CrowdANALYTIX for Product Master Database(以降CAX PMD)は、商品登録業務を自動化するフルカスタマイズAIソリューションサービスです。機械学習・ディープラーニング・RPAを組み合わせ、商品の分類・属性情報の抽出・商品情報の構造化を高い精度で行います。お客様毎にデータフォーマットや抽出する商品属性、商品カテゴリは異なるため、お客様毎にカスタマイズをしながら個別のソリューション開発を行いご提供しておりますが、以下実際のソリューションの処理プロセスの一部・AI技術をご紹介いたします。

CAX PMDが出来ること

  1. 商品属性情報の読取・抽出
  2. 商品付加情報の推定・分類
  3. 商品属性情報の構造化、加工修正(後処理)

プロセス1:商品属性情報の読取・抽出

商品属性情報の読取・抽出プロセスでは、様々なフォーマットのデータ(Word, Excel, PDF,画像等)から商品属性情報を抽出します。この工程は複数のAIモデルの組み合わせによって処理されます。

まず、データに含まれる情報全般を検出するため、①領域検出AIモデルによる処理を行います。領域検出AIモデルは物体検出AIモデルを組み合わせ、データに含まれる情報を「画像領域」、「テキスト領域」、「ライン領域」、「テーブル(表)データ領域」などに分解し、それぞれの領域を検出します。この工程ではAI-OCRモデル等を利用するケースもあります。それぞれ検出された情報は整理され、次の工程に回されます。

次に、情報の取捨選択及び商品属性情報との紐づけを行うため、②属性分類AIモデルによる処理を行います。属性分類モデルは、画像とテキストで別々のモデルを作成しますが、それぞれ複数のAIモデルを組み合わせて処理を行います。

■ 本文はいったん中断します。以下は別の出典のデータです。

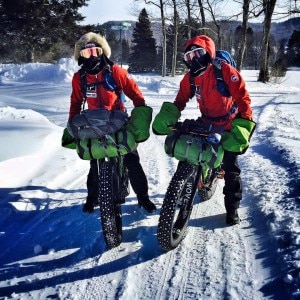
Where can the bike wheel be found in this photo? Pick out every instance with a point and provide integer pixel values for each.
(110, 210)
(177, 206)
(209, 187)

画像情報は、画像用の属性分類AIモデルによって、画像の種類ごとに属性分類を行います。画像の属性分類AIモデルの組み合わせの一例としては、EfficientNetとResNet等があります。

テキスト情報はテキスト用の属性分類AIモデルと正規表現を組み合わせて処理を行います。テキスト用の属性分類AIモデルは、抽出したテキストを自然言語処理AIモデルによりテキストの関連性を学習し、どの商品属性情報の内容なのかを分類します。テキスト用の属性分類AIモデルは商品属性情報毎に個別に開発します。そのため、モデル開発の手間はかかりますが、高い精度を実現します。テキストの属性分類モデルの組み合わせの一例としては、BERTとLSTM等があります。

次に、③ページレイアウト解析AIモデルによる処理を行い、テキストや画像の商品属性情報を商品毎にグルーピングします。ページレイアウト解析AIモデルは、レイアウト毎に個別に開発され、ページレイアウトに応じて商品と商品属性の紐づけを行います。例えば、テキストの商品属性情報が画像の右側に記載されている場合と画像の下側に記載されている場合は異なるレイアウトとなり、個別のAIモデルを適用する必要がありますが、テキストの商品属性情報がどちらも画像の右側に記載されていて、商品属性情報の組み合わせや並び順が違う場合は同じレイアウトとなり、共通のAIモデルで処理を実施します。

第3回まとめ

第3回特集では、商品属性情報の読取・抽出で使われるAI技術をご紹介しました。第4回では、商品付加情報の推定・分類で使われるAI技術等をご紹介します。